Regarding "Now, I think for smooth functions the starting value don't play an important role in finding the root.": It's not that simple. The study of the basins of attraction to roots under Newton's method is still an area of active research. That this can be complicated is demonstrated, for instance here, starting at "To which root Newton's method converges depends entirely on the point at which it starts. Surprisingly, this starting point is very sensitive." See also Fractals derived from Newton-Raphson iteration, where it demonstrated that there are very small neighborhoods meeting all the basins of attraction.
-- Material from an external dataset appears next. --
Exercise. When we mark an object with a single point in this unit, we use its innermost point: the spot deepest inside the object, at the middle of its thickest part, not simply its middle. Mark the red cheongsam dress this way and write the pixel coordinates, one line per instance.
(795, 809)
Regarding a function that is not everywhere differentiable... You can think of each such point having its own basin of attraction, the set of points whose Newton's iterates meet the nondifferentiable point. Each basin for a root can be partitioned into subsets and Newton's iteration maps subsets onto subsets. Suppose one root's basin of attraction contains a nondifferentiable point; then every piece of the basin's partition contains a point that eventually iterates to the nondifferentiable point. As you can see by looking at some of the pictures at the links above, this means there are little neighborhoods of the plane containing infinitely many points that will eventually iterate to the nondifferentiable point.
This problem is very similar to the difficulty of Newton's method when your function has a point with derivative zero. If iteration takes you exactly to that point, the division in Newton's method is undefined.
You exclude the possibility that the point of nondifferentiability is at the root, but this can be overoptimistic. For instance, the function $\sqrt[3]{x}$ has a root at $x=0$ and is not differentiable at $x=0$. In this example, iteration doubles the distance from the origin.
If the function is differentiable everywhere but the derivative is not continuous and it happens that the function has a discontinuous derivative at the root, iteration may fail to converge to the root no matter how close to the root you start.